Solution to Linear Algebra Hoffman & Kunze Chapter 9.2 Exercise 9.2.8
Solution: We can always define an inner product on a finite-dimensional vector space $V$. Hence we shall assume that $V$ is a finite-dimensional inner product space.
By Theorem 6 of page 291, there exists a vector $\beta_0$ such that $L(\alpha)=(\alpha|\beta_0)$. On the other hand, we also have $$f(\alpha,\beta)=(T_f\alpha|\beta)=(\alpha|T_f^*\beta).$$Since $f$ is non-degenerate, $T_f$ is non-singular, see Exercise 9.2.6 and Exercise 9.2.7. Because $V$ is finite-dimensional, we conclude that $T_f$ is invertible.

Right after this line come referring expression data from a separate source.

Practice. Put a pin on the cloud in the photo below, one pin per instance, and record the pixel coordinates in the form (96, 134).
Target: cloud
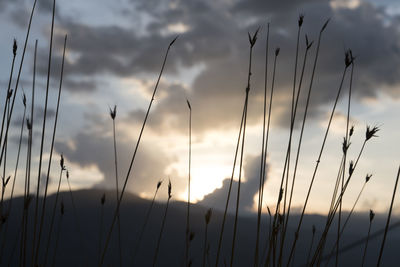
(215, 37)
(94, 146)
(248, 189)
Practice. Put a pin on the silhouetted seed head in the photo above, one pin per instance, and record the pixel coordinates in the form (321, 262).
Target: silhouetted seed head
(208, 216)
(301, 18)
(28, 124)
(15, 47)
(308, 44)
(280, 195)
(296, 234)
(24, 99)
(351, 167)
(351, 130)
(169, 189)
(191, 236)
(62, 207)
(27, 202)
(269, 211)
(281, 218)
(5, 181)
(113, 112)
(371, 132)
(9, 94)
(371, 215)
(159, 184)
(345, 145)
(103, 199)
(348, 58)
(173, 41)
(325, 24)
(253, 39)
(62, 162)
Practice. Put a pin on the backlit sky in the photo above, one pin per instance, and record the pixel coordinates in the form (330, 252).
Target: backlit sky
(115, 51)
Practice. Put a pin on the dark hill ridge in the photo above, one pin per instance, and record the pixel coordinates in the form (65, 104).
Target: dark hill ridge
(79, 245)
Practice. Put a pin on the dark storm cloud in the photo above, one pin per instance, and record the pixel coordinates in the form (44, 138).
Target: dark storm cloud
(216, 38)
(248, 189)
(218, 92)
(43, 6)
(95, 147)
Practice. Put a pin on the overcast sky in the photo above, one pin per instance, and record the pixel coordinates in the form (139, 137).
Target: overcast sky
(114, 53)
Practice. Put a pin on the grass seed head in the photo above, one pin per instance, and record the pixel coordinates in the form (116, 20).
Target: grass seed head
(191, 236)
(62, 207)
(103, 199)
(325, 24)
(28, 124)
(253, 39)
(348, 58)
(280, 195)
(301, 19)
(173, 41)
(371, 215)
(5, 181)
(371, 132)
(208, 216)
(9, 93)
(345, 145)
(113, 112)
(351, 130)
(62, 162)
(308, 44)
(159, 184)
(277, 51)
(15, 47)
(169, 189)
(24, 99)
(351, 167)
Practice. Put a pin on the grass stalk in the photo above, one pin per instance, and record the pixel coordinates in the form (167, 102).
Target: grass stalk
(348, 60)
(370, 132)
(388, 220)
(102, 201)
(268, 124)
(134, 155)
(188, 201)
(53, 215)
(51, 152)
(252, 41)
(162, 224)
(143, 228)
(207, 219)
(113, 113)
(58, 233)
(263, 158)
(18, 79)
(371, 217)
(14, 180)
(34, 245)
(221, 233)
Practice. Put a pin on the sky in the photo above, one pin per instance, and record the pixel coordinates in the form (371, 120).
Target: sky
(114, 54)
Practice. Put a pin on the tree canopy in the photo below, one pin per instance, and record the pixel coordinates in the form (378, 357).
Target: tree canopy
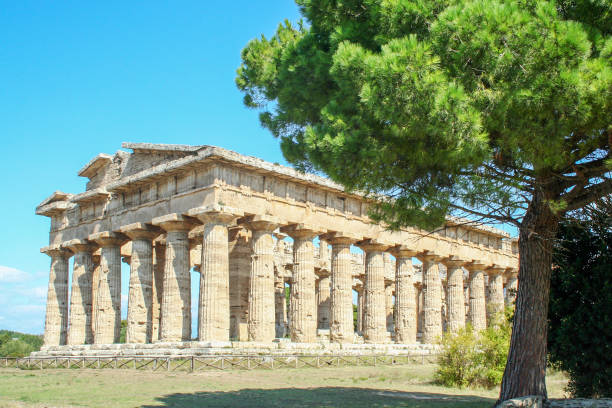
(495, 110)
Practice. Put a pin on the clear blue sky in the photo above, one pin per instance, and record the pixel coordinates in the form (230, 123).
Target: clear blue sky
(79, 78)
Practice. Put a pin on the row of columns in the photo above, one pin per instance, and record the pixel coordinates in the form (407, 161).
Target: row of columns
(171, 307)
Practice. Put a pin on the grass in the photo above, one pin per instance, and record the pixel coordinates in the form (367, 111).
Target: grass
(398, 386)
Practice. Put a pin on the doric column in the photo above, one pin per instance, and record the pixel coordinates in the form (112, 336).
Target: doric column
(511, 285)
(261, 318)
(360, 304)
(303, 305)
(341, 328)
(496, 292)
(432, 298)
(108, 313)
(389, 288)
(140, 297)
(455, 300)
(176, 298)
(95, 281)
(477, 315)
(375, 313)
(80, 330)
(214, 302)
(159, 263)
(405, 296)
(323, 302)
(56, 320)
(240, 271)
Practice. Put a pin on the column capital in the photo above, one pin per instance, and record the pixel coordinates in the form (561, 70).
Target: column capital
(305, 231)
(216, 213)
(108, 238)
(495, 270)
(55, 251)
(373, 245)
(335, 237)
(141, 230)
(402, 251)
(428, 256)
(475, 265)
(174, 222)
(79, 245)
(453, 262)
(261, 222)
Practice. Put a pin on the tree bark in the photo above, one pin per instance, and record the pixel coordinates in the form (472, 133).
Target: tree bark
(525, 370)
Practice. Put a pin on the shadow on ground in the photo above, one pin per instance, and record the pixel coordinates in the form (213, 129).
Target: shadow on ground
(320, 397)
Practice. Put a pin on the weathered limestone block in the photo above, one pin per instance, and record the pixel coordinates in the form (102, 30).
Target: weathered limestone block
(405, 297)
(496, 292)
(455, 300)
(176, 298)
(432, 298)
(140, 299)
(214, 302)
(159, 264)
(375, 313)
(341, 328)
(56, 320)
(511, 285)
(261, 318)
(240, 271)
(80, 330)
(303, 305)
(477, 315)
(108, 313)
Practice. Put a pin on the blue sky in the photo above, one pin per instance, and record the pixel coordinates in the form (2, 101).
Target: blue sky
(79, 78)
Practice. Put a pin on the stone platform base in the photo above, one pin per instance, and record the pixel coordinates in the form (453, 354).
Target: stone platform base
(197, 348)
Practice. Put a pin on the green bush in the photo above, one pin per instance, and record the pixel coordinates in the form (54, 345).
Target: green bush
(475, 359)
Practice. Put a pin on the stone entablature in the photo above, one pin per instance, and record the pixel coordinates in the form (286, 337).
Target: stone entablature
(185, 207)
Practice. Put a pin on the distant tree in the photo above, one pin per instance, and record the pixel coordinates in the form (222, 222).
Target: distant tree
(495, 110)
(580, 319)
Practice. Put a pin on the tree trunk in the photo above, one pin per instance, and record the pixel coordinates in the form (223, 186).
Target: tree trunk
(526, 366)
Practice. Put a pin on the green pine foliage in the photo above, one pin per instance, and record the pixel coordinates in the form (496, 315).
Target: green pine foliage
(15, 344)
(475, 359)
(580, 319)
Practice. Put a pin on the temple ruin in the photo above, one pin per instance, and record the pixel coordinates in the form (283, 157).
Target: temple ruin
(251, 229)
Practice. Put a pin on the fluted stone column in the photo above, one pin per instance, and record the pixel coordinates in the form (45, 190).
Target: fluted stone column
(432, 298)
(95, 281)
(511, 285)
(176, 297)
(261, 318)
(240, 271)
(56, 320)
(389, 288)
(214, 303)
(375, 313)
(360, 304)
(140, 297)
(323, 302)
(341, 328)
(108, 313)
(80, 330)
(159, 264)
(496, 292)
(303, 306)
(405, 297)
(477, 315)
(455, 300)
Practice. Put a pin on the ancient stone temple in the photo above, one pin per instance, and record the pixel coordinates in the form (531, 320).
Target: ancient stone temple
(253, 230)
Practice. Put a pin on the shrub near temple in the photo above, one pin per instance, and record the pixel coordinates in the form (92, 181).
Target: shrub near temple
(471, 358)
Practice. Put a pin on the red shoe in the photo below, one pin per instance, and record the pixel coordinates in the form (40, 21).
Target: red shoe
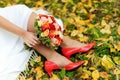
(50, 66)
(67, 52)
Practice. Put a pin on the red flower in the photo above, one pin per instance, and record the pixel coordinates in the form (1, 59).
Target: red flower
(52, 27)
(53, 19)
(42, 15)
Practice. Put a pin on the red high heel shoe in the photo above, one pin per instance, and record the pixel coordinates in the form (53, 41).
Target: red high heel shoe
(50, 66)
(67, 52)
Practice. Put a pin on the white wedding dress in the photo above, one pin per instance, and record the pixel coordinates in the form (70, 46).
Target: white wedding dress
(13, 56)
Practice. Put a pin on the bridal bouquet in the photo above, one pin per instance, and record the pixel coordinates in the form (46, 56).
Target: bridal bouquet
(48, 31)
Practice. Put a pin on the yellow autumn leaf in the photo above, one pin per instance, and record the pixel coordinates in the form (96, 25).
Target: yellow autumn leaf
(80, 4)
(45, 33)
(107, 29)
(66, 78)
(116, 71)
(103, 23)
(117, 60)
(89, 3)
(95, 75)
(107, 62)
(54, 77)
(81, 22)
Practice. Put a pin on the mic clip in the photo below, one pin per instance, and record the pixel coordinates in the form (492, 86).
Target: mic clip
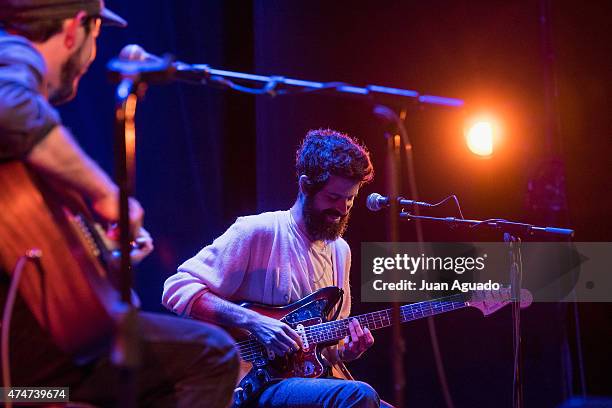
(149, 71)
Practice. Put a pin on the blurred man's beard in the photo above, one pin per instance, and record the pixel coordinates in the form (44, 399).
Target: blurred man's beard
(317, 225)
(70, 70)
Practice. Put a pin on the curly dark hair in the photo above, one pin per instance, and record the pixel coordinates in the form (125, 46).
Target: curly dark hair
(326, 152)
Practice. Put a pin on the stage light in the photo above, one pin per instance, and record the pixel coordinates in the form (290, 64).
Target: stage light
(480, 137)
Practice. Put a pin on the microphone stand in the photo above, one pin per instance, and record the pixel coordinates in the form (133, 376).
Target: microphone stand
(132, 80)
(201, 74)
(516, 273)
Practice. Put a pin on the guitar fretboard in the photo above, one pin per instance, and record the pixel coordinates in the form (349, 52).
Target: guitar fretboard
(332, 332)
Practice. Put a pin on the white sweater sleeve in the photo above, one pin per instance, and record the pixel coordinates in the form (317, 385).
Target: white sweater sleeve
(218, 267)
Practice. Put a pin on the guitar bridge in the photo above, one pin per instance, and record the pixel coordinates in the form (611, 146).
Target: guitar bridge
(301, 330)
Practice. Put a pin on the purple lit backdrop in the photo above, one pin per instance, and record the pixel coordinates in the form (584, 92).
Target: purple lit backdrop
(206, 156)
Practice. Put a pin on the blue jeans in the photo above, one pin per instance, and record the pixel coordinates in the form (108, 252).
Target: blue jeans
(319, 392)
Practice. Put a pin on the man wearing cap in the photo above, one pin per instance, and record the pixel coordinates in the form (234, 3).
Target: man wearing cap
(46, 46)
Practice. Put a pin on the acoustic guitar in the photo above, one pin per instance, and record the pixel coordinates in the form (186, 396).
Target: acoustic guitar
(72, 297)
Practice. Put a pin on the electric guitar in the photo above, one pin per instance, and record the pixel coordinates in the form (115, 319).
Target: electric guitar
(73, 295)
(308, 316)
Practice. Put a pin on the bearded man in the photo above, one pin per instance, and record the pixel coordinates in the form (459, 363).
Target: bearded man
(46, 47)
(279, 257)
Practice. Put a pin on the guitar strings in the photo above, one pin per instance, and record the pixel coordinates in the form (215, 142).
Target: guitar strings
(322, 332)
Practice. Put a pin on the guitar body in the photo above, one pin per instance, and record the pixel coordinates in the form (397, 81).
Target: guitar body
(262, 368)
(72, 299)
(308, 317)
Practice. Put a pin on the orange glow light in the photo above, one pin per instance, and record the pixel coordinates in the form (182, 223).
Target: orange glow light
(480, 137)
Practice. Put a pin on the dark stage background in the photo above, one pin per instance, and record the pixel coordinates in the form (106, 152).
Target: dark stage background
(207, 156)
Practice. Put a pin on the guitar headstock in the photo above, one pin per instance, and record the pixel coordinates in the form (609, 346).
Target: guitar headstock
(490, 301)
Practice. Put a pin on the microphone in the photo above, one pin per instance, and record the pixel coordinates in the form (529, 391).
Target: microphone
(376, 202)
(133, 59)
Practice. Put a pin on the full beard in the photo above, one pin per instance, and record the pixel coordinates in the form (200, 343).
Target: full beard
(317, 225)
(70, 71)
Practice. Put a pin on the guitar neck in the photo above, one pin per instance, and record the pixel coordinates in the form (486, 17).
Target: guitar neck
(337, 330)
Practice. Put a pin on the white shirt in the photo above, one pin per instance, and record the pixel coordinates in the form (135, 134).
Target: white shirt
(264, 258)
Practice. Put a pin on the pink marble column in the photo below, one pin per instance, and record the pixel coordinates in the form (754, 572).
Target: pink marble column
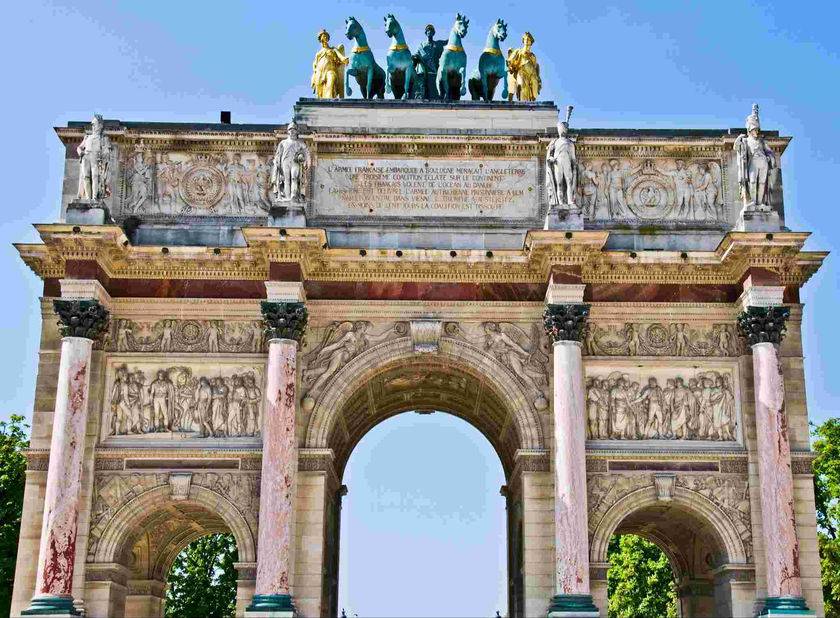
(56, 557)
(565, 325)
(780, 543)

So is $T_f^*$. Therefore, there exists a unique $\beta\in V$ such that $T_f^*\beta=\beta_0$. We have\[L(\alpha)=(\alpha|\beta_0)=(\alpha|T_f^*\beta)=f(\alpha,\beta).\]We showed the existence.
Suppose $\beta_1$ and $\beta_2$ are vectors such that $$L(\alpha)=f(\alpha,\beta_1)=f(\alpha,\beta_2).$$Then $f(\alpha,\beta_1-\beta_2)=0$ for all $\alpha$. Since $f$ is non-degenerate, we have $\beta_1-\beta_2=0$, which shows the uniqueness.